Natarajan, et al. [23] found that the duration of PHB treatment depended on the duration of seizures with the period shortening if an additional medication was given. This study was also consistent with the other two studies in the suggestion that longer PHB treatment does not prevent seizure recurrence.

10.2 Levetiracetam (LEV)

The use of LEV has been gaining popularity over the recent years even though the data on efficacy and guidelines are inadequate [28]. Sedighi, et al. [29] evaluated 50 infants who were given LEV in a prospective non-blind, clinical trial in Iran. Of the 50 infants evaluated, 47 infants were seizure free at the end of the first week and 46 remained seizure free when followed up at 11 weeks. Additionally, there were no adverse effects observed. The 47 infants that became seizure free had received LEV doses of 20mg/kg/day for a few days. Others needed dosage up to 40mg/kg/day.

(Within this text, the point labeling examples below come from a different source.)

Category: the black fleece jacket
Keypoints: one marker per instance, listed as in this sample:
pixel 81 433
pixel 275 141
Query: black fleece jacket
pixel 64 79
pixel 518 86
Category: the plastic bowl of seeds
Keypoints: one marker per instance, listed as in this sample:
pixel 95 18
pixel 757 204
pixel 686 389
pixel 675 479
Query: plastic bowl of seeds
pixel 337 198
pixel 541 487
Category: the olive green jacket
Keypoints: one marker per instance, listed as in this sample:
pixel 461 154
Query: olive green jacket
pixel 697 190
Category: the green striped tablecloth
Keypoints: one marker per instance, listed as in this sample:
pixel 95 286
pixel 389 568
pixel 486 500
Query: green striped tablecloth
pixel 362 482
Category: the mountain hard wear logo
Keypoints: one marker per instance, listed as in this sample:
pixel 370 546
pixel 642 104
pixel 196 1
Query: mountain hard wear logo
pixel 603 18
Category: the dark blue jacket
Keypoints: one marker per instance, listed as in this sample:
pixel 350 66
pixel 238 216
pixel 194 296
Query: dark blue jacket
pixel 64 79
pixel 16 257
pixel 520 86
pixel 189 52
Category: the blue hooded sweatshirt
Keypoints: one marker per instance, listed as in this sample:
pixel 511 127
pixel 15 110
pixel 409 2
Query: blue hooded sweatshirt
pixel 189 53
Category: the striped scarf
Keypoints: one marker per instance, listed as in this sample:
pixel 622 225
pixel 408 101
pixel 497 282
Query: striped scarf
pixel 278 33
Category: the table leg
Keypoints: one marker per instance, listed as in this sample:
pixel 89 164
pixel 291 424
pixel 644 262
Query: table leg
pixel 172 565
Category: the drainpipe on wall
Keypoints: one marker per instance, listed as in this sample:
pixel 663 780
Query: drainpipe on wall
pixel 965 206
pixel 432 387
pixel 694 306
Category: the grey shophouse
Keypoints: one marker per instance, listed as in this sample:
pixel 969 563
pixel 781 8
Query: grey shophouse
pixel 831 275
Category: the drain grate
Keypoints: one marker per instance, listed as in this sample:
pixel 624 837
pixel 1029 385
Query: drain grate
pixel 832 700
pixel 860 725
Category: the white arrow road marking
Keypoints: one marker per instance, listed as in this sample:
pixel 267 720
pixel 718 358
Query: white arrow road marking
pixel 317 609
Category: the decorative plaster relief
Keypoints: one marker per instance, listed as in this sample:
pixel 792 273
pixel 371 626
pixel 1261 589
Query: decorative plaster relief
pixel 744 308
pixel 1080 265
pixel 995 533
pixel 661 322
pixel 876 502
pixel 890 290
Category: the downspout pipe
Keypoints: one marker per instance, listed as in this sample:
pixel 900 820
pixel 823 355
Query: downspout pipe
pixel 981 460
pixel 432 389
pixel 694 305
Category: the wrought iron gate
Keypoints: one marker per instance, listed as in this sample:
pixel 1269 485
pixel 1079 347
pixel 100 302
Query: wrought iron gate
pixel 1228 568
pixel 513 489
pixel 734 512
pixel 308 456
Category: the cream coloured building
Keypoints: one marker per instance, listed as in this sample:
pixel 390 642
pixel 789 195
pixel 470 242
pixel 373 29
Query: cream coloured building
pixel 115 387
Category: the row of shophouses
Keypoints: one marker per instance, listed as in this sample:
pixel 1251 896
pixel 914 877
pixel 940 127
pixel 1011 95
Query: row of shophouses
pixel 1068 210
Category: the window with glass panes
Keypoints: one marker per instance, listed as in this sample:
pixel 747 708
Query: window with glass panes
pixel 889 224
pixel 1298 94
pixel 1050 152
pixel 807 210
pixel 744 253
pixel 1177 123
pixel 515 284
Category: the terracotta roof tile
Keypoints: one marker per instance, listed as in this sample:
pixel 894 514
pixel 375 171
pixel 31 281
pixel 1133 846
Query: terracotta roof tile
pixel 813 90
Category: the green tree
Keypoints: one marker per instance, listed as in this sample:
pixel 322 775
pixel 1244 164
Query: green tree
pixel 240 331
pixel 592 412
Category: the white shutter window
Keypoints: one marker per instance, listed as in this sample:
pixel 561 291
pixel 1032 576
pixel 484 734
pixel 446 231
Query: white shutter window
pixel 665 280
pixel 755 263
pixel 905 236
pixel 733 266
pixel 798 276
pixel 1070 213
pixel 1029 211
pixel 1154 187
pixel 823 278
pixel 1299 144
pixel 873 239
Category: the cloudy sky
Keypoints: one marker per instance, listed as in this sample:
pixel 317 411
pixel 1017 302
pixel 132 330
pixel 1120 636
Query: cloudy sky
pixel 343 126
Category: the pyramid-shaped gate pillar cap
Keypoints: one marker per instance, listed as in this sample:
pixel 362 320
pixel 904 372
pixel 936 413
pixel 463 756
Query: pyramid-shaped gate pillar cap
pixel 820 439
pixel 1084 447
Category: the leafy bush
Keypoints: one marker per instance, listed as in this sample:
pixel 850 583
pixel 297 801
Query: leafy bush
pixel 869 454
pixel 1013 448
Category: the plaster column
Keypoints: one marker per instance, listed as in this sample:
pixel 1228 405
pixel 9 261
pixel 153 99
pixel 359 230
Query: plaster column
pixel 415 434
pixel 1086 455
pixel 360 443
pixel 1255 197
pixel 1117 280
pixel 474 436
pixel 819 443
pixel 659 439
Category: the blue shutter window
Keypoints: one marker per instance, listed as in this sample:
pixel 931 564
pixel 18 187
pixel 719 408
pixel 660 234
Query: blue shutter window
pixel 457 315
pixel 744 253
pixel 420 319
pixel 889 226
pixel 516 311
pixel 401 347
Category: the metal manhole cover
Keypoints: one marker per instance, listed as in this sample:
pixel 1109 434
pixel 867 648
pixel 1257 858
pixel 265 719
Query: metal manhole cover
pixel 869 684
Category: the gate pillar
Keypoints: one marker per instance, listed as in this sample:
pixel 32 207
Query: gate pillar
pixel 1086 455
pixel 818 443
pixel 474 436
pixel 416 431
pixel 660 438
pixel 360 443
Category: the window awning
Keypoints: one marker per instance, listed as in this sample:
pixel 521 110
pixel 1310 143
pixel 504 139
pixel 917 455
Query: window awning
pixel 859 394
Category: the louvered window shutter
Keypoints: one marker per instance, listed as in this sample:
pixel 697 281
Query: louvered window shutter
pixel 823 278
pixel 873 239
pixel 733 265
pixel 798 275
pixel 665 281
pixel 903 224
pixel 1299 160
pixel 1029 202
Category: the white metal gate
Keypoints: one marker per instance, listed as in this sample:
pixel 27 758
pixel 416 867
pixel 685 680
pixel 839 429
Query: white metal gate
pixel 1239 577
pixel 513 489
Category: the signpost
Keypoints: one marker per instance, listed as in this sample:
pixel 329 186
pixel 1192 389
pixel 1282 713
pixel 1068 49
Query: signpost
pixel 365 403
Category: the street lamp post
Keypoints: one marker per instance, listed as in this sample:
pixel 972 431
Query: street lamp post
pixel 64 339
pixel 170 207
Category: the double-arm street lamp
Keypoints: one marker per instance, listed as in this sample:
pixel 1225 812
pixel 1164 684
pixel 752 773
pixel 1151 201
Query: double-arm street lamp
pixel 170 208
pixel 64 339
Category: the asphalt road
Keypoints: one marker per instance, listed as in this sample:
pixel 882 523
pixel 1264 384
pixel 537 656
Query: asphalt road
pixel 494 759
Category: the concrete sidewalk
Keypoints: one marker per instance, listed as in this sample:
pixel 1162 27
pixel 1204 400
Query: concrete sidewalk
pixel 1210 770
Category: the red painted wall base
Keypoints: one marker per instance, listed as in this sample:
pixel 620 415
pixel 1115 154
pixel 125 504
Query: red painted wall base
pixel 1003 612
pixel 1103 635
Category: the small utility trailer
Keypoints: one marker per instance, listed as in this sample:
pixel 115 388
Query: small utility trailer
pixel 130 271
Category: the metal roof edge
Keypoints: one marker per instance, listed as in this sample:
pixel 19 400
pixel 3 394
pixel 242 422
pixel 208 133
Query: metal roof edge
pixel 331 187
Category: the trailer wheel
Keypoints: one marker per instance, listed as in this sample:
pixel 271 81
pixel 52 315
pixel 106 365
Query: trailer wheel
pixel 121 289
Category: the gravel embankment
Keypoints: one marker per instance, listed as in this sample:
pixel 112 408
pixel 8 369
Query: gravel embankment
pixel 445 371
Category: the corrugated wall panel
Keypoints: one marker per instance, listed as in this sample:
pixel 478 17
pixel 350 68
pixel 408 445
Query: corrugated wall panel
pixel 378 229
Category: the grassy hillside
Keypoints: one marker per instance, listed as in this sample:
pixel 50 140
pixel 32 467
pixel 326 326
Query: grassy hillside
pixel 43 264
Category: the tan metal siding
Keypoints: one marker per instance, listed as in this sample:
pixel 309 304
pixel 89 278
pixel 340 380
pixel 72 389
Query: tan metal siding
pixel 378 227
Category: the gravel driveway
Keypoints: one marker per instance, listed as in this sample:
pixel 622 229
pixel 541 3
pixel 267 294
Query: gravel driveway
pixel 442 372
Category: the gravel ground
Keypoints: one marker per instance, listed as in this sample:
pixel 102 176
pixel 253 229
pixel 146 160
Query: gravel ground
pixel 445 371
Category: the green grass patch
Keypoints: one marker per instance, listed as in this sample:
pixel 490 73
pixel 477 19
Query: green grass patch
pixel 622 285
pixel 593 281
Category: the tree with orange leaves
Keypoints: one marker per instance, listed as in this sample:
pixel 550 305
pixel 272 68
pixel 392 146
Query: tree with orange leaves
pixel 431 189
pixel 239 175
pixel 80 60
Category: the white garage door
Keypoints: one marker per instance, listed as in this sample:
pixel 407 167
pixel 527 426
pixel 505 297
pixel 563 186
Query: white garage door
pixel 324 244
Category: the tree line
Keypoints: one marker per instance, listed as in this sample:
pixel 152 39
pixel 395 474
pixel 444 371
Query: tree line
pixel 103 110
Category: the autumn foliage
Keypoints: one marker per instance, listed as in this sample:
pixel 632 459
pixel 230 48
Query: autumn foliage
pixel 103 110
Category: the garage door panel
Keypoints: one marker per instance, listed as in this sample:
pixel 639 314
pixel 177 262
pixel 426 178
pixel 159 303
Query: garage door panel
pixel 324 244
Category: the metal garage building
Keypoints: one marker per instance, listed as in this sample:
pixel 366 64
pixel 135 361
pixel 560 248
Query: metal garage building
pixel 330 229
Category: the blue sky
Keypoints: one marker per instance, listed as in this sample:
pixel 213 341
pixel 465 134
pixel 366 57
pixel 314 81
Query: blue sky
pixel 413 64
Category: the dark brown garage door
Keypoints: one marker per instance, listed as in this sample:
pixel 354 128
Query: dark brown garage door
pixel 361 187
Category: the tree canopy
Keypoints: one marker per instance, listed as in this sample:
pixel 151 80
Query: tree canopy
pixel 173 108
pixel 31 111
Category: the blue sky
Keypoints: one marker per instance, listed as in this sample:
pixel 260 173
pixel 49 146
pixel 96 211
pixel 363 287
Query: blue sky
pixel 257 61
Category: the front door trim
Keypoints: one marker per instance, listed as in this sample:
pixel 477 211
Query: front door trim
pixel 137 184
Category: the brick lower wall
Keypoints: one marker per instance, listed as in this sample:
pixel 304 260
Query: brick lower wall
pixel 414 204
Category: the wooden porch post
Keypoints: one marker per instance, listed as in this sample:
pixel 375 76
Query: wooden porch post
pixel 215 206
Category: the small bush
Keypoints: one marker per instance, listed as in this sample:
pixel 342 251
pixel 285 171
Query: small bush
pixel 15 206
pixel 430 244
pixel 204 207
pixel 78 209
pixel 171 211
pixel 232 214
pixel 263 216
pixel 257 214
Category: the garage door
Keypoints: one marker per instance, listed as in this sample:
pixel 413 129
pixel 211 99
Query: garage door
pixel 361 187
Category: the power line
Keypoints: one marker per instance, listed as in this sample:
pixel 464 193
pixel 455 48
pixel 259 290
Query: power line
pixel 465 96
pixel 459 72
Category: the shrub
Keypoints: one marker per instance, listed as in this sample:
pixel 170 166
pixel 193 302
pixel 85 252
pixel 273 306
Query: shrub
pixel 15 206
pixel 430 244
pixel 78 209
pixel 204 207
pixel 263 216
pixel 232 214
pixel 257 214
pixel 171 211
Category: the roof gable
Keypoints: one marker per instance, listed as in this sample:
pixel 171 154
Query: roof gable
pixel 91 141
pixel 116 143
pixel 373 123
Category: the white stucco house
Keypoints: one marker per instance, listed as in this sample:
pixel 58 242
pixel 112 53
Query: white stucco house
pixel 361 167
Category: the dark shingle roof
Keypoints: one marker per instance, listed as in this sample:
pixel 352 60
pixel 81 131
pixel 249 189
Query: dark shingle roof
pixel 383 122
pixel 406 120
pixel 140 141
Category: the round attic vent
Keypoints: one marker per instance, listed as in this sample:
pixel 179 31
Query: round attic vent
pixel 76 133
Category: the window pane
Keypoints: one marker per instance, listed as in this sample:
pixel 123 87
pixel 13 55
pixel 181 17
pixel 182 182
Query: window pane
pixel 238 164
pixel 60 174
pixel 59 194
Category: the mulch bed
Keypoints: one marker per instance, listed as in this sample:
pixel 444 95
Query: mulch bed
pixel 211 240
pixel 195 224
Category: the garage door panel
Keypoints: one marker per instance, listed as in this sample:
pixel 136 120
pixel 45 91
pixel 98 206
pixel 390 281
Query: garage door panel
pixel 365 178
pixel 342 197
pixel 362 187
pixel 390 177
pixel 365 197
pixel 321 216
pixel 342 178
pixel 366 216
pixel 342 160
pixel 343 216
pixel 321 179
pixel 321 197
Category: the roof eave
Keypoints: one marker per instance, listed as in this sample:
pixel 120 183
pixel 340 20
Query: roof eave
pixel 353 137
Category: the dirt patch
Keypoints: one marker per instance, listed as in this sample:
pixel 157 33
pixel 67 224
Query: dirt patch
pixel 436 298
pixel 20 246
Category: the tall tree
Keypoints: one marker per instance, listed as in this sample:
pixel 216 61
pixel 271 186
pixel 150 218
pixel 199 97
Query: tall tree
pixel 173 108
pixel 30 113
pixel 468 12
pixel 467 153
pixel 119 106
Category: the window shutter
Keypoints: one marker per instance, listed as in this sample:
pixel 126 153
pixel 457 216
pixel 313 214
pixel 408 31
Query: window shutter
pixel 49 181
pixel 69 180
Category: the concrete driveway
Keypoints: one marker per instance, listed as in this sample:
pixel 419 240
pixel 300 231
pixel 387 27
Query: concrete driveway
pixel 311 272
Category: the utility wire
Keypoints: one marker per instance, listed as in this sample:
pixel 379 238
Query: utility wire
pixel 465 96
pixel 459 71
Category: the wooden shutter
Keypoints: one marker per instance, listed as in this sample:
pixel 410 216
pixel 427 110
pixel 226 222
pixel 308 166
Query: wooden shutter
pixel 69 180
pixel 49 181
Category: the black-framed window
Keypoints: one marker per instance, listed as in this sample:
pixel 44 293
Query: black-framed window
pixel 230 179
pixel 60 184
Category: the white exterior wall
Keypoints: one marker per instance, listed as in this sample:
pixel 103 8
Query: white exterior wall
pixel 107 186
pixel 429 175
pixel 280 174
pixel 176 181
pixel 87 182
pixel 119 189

A retrospective study of 15 neonates done by Hnaini, et al. [28] evaluated the tolerability and effectiveness of high dose LEV. The study concluded that neonates who do not respond to the typical dosage, could be considered for further escalation. In 7 neonates a high dose LEV regimen of 80-100mg/kg/day was given. No adverse effects of any sort were noticed in any of the neonates and LEV did not need to be discontinued due to intolerance or inefficacy. This was consistent with findings of previous studies as well. Hnaini, et al. concluded that LEV is safe even at higher than standard doses and that it may add to seizure control although prospective studies are needed to confirm these findings.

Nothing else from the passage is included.